Election Integrity

· SJR 37 Ensuring Only Citizens Can Vote – In 2025, I co-authored this constitutional amendment, which will be brought to Texans clarifying that voters must be United States citizens in order to vote in our elections.
 
· During the 89th Legislature, I helped pass SB 510, which authorizes the Secretary of State (SOS) to withhold funds from voter registrars who fail to cancel the voter registration of an individual in a timely fashion after finding that the person is ineligible. This legislation emphasizes the necessity of voter registrars to work quickly so that ineligible individuals do not vote when they are no longer legally able to.
 
· SB 1470 – Mandates that the Department of Public Safety (DPS) share with the SOS when a Texan applies for a license in another state. This partnership will streamline the timeline so that citizens are voting in the state where they reside.
 

· In August of 2021, during a special session of the Texas Legislature, I helped pass SB 1, a sweeping election integrity measure. The bill’s tagline was “Easy to vote but hard to cheat” and it contained a long list of reforms. At the conclusion of the bill, Texas had about a dozen different felonies for election or voter fraud.

· Specifically, SB 1 87(3) banned overnight polling hours and set uniform election dates and hours across the state, established greater protections for poll watchers, provided greater access for voters who need assistance, banned vote harvesting, and established monthly citizenship checks. It also mandated a series of election audits for counties across Texas, ensuring the largest Texas counties are audited more regularly.

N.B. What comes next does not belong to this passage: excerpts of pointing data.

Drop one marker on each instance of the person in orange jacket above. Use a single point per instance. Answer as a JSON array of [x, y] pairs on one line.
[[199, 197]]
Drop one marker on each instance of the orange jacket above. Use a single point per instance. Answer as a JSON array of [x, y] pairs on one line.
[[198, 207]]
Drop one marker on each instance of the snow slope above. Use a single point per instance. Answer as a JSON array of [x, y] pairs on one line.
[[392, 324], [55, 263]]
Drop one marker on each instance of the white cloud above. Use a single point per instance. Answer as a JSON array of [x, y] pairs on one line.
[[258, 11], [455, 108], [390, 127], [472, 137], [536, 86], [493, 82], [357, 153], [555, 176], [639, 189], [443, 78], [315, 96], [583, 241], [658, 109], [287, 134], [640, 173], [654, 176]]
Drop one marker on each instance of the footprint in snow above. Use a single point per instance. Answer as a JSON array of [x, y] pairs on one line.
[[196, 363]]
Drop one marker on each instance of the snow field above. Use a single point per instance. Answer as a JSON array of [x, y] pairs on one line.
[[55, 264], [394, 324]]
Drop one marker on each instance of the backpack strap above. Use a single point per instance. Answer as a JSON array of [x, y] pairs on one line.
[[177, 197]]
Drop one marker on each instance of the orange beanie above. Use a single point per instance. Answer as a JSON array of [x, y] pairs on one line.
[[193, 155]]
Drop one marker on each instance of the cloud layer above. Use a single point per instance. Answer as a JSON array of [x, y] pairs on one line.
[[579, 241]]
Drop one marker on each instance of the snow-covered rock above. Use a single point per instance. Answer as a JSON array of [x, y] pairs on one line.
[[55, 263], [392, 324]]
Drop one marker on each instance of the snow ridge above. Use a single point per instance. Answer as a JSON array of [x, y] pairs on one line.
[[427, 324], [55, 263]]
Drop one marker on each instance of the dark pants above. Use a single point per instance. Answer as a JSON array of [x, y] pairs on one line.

· Mail-in ballots have consistently been the greatest opportunity for voter fraud in Texas. So SB 1 also made numerous changes to that process, including requiring voter ID for all mail-in ballots, making it a state jail felony to harvest applications for mail-in ballots and giving eligible voters the ability to track their ballots once they are in the mail.

· At the recommendation of District Attorneys who couldn’t enforce one form of mistakenly voting, we lowered the penalty from a felony to a misdemeanor for that infraction only. Over two decades, it was prosecuted only twice. However, after listening to our voters, during the 2023 session we raised the penalty back up from a misdemeanor to a felony with HB 1243, which I coauthored.

· Harris County continuously has major problems with their elections. Whether it’s local election administrators attempting to change state law themselves or conveniently shorting Republican polling sites by hundreds of paper ballots, the state was forced to respond. During the 2023 session I backed major reforms affecting Harris County specifically with the passage of SB 1933 and SB 1750. These reforms include abolishing the oft-troubled, likely fraudulent, Harris County Elections Administrator position entirely.